Monday, Nov. 01, 1993

Informed Sources

"Sweet Mickey" and the Haitian Drug Connection

During preparations for Jean-Bertrand Aristide's return, customs officials in Miami were seizing 100-kilo loads of cocaine -- instead of the typical 5-to- 50-kilo shipments -- off Haitian freighters. "We surmise the traffickers were trying to get it out in case Aristide did come back into power and try to put some curbs on this," says one customs agent. While a handful of Colombians in Haiti control the drugs, the U.S. is more interested in the role of Michel Francois, the self-anointed police chief of Port-au-Prince. "Sweet Mickey" controls the local docks.

More Sound Bites, Please, Mr. President

President Clinton is worrying his aides more than ever with his verbose and minutiae-encrusted public statements. Advisers fret that in trying to appear smart, especially on matters of foreign policy, Clinton looks mired in niggling particulars. During one long-winded presidential response at a press conference, George Stephanopoulos grabbed Mack McLarty's wrist to point at his watch. "The upside is that Clinton explains everything, but the downside is that he gets too detailed," says a senior official.

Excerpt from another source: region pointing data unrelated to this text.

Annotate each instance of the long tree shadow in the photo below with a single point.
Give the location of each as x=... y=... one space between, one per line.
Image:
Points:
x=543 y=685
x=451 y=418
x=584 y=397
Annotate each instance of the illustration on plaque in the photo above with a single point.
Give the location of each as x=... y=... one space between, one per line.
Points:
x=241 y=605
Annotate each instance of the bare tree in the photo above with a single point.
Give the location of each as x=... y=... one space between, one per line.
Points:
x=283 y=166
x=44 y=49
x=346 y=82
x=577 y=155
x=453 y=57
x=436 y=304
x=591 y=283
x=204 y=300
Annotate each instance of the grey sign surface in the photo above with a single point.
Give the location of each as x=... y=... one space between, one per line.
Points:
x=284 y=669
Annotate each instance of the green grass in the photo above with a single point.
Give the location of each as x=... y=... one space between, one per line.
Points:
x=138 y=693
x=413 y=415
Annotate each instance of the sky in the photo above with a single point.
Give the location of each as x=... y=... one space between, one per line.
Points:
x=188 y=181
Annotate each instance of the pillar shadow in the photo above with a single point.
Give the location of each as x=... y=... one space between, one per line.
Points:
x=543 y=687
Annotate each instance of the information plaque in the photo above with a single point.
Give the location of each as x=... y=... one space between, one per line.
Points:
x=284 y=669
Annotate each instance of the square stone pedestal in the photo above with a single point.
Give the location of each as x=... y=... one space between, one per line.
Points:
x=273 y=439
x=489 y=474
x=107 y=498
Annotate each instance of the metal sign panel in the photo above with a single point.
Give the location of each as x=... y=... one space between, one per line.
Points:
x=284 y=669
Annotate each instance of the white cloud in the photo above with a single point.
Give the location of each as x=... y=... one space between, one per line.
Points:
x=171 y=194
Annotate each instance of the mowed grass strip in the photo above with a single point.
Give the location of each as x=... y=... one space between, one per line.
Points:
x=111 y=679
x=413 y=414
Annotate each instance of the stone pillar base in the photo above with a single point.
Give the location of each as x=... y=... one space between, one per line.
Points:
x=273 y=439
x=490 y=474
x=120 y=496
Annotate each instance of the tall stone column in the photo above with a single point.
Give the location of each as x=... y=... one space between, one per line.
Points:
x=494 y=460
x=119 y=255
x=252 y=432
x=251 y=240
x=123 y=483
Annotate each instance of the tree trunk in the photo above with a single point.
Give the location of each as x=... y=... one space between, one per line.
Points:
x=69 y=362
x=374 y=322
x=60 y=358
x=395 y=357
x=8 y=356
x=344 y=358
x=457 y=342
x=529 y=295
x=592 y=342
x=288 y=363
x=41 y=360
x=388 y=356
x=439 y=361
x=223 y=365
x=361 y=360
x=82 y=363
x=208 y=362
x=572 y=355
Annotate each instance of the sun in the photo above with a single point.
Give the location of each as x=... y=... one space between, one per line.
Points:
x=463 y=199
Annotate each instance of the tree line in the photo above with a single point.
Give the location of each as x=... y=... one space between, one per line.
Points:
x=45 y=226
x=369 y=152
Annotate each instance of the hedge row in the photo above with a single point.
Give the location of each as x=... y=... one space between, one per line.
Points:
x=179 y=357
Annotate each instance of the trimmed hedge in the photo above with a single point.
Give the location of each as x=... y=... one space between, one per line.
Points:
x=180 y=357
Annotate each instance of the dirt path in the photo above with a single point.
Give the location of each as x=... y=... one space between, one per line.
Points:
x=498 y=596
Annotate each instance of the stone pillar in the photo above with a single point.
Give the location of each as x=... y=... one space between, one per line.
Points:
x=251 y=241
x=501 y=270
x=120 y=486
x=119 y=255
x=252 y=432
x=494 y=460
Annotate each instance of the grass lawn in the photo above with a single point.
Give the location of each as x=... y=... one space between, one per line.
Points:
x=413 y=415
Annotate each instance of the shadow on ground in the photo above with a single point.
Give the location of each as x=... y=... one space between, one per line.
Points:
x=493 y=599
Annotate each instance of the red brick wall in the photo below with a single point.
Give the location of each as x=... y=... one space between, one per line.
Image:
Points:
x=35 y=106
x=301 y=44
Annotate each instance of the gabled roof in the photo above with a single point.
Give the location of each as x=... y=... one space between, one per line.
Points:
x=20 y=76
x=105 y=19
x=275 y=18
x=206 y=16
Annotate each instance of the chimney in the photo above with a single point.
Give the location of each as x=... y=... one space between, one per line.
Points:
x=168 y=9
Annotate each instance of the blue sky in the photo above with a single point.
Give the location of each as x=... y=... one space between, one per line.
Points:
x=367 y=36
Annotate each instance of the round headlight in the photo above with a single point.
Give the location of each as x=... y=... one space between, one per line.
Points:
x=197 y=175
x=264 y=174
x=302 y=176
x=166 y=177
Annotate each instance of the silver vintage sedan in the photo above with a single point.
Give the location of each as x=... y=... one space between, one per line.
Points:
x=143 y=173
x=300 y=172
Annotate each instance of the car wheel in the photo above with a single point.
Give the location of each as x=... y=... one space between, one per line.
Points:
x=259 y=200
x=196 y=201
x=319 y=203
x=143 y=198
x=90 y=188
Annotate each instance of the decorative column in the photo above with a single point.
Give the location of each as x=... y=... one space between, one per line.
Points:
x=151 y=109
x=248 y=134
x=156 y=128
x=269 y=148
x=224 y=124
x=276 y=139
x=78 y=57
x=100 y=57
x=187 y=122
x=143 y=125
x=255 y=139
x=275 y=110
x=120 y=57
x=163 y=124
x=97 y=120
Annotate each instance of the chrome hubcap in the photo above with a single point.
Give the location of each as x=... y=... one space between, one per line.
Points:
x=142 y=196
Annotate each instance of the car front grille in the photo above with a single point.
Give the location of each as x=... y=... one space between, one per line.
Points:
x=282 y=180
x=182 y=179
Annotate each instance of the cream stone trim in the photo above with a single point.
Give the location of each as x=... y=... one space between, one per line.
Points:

Rosty Gets a Break -- for Now

When a U.S. Attorney announced that a second grand jury would be digging deeper into House Ways and Means Chairman Dan Rostenkowski's involvement in a stamps-for-cash scam, it seemed like bad news for Rosty. In fact, it appears his defense team couldn't be happier: sources in the U.S. Attorney's office had promised an October indictment, but now it's unclear when an indictment will come. Furthermore, former House postmaster Robert Rota has changed his story, and some of his testimony is in question.